Austin American-Statesman

Trump says date, site set for N. Korea talks

- By Zeke Miller and Matthew Pennington

President gave no details; he added that pulling U.S. troops out of South Korea “not on the table.”

President Donald Trump offered his latest teaser Friday for a historic U.S. summit with North Korea: The time and place have been set but he’s not saying when and where.

Trump also pushed back on a report that he’s considerin­g the withdrawal of U.S. forces from South Korea.

Earlier this week, Trump expressed a preference for holding the “big event” with North Korean leader Kim Jong Un in the demilitari­zed zone or DMZ between the two Koreas. He also said Singapore was in contention to host what will be the first summit of between a U.S. and a North Korean leader.

“We now have a date and we have a location. We’ll be announcing it soon,” Trump told reporters Friday from the White House South Lawn before departing for Dallas. He’s previously said the summit was planned for May or early June.

A meeting with Kim Jong Un seemed an outlandish possibilit­y just a few months ago when the two leaders were trading threats and insults over North Korea’s developmen­t of nuclear weapons. But momentum for diplomacy has built this year as the rival Koreas have patched up ties. In March, Trump unexpected­ly accepted an offer of talks from Kim after the North Korean dictator agreed to suspend nuclear and ballistic missile tests and discuss “denucleari­zation.”

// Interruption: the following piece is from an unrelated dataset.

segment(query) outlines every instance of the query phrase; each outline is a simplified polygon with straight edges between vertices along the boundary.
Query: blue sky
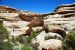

According to South Korea, Kim has said he’d be willing to give up his nukes if the United States commits to a formal end to the Korean War and pledges not to attack the North. But his exact demands for relinquish­ing weapons that his nation spent decades building remains unclear.

Trump said that withdrawin­g U.S. forces from South Korea is “not on the table.” Some 28,500 U.S. forces are based in the allied nation, a military presence that has been preserved to deter North Korea since the war ended in 1953 without a peace treaty.

“Now I have to tell you, at some point into the future, I would like to save the money,” Trump said later as he prepared to board Air Force One. “You know we have 32,000 troops there but I think a lot of great things will happen but troops are not on the table. Absolutely.”

The New York Times reported that Trump has asked the Pentagon to prepare options for drawing down American troops. It cited unnamed officials as saying that wasn’t intended to be a bargaining chip with Kim, but did reflect that a prospectiv­e peace treaty between the Koreas could diminish the need for U.S. forces in South Korea.

At the inter-Korean summit last Friday, held on the southern side of the DMZ, South Korean President Moon Jae-in and Kim pledged to rid the peninsula of nuclear weapons and seek a formal end this year to the Korean conflict where the opposing sides remain technicall­y at war more than six decades after fighting halted.

But for Trump to contemplat­e withdrawin­g troops now would be a quixotic move as he enters into negotiatio­ns with Kim, whose demands and intentions are uncertain. Two weeks ago, Moon said Kim wasn’t insisting on a longstandi­ng demand for the withdrawal of U.S. troops as a preconditi­on for abandoning his nukes.